One of the stories recounted in Alibek's book is the 1979 disaster at Sverdlovsk, now Yekaterinburg, in which a bungling technician at a germ factory failed to replace an air filter, releasing billions of anthrax spores into the night air. At least 66 people died in this, the worst confirmed germ warfare incident. The strain of anthrax released at Sverdlovsk -- Anthrax 836 -- was put into the tips of hundreds of Russian warheads. This virulent strain, Alibek notes, was itself a genetic mutant derived from sewer rats that contracted anthrax from a spill.
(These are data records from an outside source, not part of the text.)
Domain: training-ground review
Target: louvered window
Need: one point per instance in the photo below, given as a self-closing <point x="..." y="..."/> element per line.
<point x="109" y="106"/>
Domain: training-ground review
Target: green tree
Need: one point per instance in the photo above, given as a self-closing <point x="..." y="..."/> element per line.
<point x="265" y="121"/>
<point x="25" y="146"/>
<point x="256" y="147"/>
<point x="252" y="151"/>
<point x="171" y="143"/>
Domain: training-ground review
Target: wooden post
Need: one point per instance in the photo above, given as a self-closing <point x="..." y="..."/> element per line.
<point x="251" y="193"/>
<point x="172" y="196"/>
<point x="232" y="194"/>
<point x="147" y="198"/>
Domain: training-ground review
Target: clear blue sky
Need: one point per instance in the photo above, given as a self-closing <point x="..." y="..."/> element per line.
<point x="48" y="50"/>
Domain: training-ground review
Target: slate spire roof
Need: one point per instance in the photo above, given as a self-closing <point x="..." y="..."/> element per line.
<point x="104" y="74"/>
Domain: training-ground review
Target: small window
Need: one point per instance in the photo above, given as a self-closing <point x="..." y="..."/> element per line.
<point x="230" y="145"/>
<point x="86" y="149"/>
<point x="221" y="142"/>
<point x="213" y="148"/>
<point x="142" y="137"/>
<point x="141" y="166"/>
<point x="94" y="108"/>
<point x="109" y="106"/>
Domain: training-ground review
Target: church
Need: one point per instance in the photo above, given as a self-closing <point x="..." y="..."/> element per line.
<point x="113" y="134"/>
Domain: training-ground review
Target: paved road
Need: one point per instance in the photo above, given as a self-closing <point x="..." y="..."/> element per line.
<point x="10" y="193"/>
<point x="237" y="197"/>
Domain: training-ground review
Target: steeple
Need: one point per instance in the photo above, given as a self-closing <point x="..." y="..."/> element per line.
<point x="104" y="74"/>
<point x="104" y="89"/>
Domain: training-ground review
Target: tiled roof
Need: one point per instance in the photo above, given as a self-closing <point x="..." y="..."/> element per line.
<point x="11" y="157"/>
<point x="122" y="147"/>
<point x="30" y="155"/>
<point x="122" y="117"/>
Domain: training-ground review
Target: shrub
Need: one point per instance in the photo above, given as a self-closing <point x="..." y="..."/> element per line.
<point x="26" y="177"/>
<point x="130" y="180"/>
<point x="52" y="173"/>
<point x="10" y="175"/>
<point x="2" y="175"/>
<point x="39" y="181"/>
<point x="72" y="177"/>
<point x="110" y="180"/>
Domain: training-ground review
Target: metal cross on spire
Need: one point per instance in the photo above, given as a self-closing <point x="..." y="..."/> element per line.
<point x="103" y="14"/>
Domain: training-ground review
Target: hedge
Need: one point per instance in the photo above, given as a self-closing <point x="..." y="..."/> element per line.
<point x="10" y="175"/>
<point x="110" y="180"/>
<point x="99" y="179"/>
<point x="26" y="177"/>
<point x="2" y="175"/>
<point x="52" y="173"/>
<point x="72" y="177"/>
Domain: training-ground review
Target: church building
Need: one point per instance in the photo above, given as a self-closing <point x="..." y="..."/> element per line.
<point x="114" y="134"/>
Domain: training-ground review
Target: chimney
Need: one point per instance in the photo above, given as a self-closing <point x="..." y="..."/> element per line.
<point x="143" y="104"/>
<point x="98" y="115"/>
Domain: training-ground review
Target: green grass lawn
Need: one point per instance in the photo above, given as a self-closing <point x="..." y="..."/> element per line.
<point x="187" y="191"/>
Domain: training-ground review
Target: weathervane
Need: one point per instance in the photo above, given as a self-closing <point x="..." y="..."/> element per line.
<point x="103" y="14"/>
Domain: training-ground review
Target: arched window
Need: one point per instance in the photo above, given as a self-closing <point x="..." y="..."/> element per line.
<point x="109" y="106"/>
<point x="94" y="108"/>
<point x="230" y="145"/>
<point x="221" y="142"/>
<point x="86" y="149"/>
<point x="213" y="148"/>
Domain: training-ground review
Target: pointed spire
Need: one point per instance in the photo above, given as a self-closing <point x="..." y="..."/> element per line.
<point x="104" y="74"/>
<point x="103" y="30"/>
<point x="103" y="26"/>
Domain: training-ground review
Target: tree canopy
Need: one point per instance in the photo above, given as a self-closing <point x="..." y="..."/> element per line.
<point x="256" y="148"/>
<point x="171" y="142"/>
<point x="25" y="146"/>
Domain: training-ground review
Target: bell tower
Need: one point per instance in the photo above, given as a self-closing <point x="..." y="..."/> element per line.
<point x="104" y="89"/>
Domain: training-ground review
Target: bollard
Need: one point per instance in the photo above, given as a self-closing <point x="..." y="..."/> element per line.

When I asked Friedlander if his monkeys had been "challenged" with 836, he said, "We'd like to, but we can't get it [from the Russians]." He added, "We have tested 30 other strains, and have no reason to believe it is fundamentally different." Friedlander and others in the military have no convincing counter-argument, however, to the suggestion that U.S. enemies could easily use another germ agent. "If you use the anthrax vaccine, you're shutting down one of the enemy's capabilities," Friedlander says. Not a hugely reassuring statement.
In the current constellation of global power, it is hard to imagine any state that would be foolish enough to fire germ-filled shells against American soldiers, since retaliation would certainly be massive. Terrorist attacks seem more likely, against troops or civilians. The FBI, one well-placed source told me, already knows of at least 12 terrorist groups that have tried to procure killer germs. But you can't inoculate the entire population against all of these organisms. Alibek thinks the answer lies in designing new drugs to enhance nonspecific immunity -- drugs that could be used once an attack has begun to accelerate the body's natural response to a range of foreign particles. But while growing knowledge of the immune system makes the future of such compounds more plausible, they don't exist now. "I think we could produce these in a decade," Alibek insists. "Vaccines are not the answer."